Joe Biden called for major reforms to the United States Supreme Court in a speech today.

Lots of people are wondering why Biden is even trying to do this. He is the lamest of lame duck presidents in decades and has no political capital left to trade on. It’s likely that this is an effort by Democrats to squeeze one last major policy initiative out of Biden’s now failed presidency.

Legal experts are already weighing in and saying that Biden’s proposals are going nowhere.

The Washington Examiner reports:

Biden Supreme Court reforms already on life support, legal experts say

President Joe Biden’s ambitious three-pronged proposal to reform the Supreme Court is not likely to survive past its 15 minutes of fame, legal experts from across the partisan spectrum say.

“It’s all posturing for the election season to try to garner votes amongst the far Left but also to bully the United States Supreme Court into not pursuing its current path of enforcing the Constitution,” California RNC National Committeewoman and lawyer Harmeet K. Dhillon told the Washington Examiner…

Steve Vladeck, a professor at Georgetown University Law Center, questioned in a July 18 Substack blog why Biden was merely highlighting the recent Trump v.

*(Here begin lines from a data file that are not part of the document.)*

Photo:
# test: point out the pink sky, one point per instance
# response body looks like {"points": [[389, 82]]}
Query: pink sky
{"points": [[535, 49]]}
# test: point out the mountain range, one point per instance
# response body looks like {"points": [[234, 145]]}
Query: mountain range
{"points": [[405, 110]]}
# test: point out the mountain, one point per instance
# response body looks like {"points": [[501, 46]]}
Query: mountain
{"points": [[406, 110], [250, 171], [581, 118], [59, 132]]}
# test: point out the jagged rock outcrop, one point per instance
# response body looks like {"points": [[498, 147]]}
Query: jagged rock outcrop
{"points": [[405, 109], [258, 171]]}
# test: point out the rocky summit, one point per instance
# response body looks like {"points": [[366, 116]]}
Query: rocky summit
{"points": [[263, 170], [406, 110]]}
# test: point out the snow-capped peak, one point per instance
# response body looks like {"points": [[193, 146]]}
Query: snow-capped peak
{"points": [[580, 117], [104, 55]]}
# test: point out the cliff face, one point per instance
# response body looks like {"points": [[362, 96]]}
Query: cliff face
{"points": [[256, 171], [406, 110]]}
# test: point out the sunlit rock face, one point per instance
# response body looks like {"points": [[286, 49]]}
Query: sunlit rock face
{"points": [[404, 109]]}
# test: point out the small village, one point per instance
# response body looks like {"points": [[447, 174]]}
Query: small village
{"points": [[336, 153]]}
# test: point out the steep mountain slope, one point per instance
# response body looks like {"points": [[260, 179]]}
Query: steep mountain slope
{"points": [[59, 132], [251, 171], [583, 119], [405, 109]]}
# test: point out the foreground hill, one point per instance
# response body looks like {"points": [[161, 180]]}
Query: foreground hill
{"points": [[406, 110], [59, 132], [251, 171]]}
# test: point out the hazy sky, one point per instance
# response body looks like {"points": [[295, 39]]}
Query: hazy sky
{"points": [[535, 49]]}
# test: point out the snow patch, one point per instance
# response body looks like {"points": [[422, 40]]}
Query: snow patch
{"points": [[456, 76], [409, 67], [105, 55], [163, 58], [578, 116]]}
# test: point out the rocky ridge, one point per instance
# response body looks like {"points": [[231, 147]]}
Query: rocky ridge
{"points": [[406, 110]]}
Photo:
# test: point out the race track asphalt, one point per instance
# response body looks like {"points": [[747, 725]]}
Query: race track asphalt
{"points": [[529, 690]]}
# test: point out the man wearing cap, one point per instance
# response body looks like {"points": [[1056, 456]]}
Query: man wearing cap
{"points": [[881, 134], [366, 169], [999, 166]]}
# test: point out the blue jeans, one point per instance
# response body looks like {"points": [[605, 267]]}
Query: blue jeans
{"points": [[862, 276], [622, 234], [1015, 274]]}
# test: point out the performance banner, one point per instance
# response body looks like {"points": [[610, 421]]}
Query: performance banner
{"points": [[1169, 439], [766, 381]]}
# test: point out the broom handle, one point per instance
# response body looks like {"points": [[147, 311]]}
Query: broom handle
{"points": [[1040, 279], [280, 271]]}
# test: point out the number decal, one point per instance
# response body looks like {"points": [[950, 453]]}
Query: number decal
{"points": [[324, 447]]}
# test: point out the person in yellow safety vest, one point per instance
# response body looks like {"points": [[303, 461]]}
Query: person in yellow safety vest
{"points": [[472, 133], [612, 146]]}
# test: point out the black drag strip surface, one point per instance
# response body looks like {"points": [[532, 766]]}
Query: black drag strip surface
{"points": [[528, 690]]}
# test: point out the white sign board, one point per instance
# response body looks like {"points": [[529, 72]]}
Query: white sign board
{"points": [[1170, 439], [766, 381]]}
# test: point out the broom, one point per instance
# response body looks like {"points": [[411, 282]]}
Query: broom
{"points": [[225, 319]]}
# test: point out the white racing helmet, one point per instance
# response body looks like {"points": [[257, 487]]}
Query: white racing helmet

United States decision when there are multitudes of other high court decisions Democrats disfavor.

“What about an amendment to overrule Rucho and reaffirm that the federal courts can adjudicate severe partisan gerrymandering? Or an amendment to overrule Citizens United and allow Congress to meaningfully limit the money in our elections? Or an amendment to overrule Dobbs? All of these have the exact same chance of getting two-thirds of the House and Senate to approve them (0.0%),” Vladeck wrote…

Additionally, Vladeck voiced caution over an enforceable ethics code on the nine justices, saying that if anyone other than the justices is given power to enforce a code on the members for violating roles, “we’d no longer have ‘one Supreme Court,’ as Article III, Section 1 says we must; we’d have two.”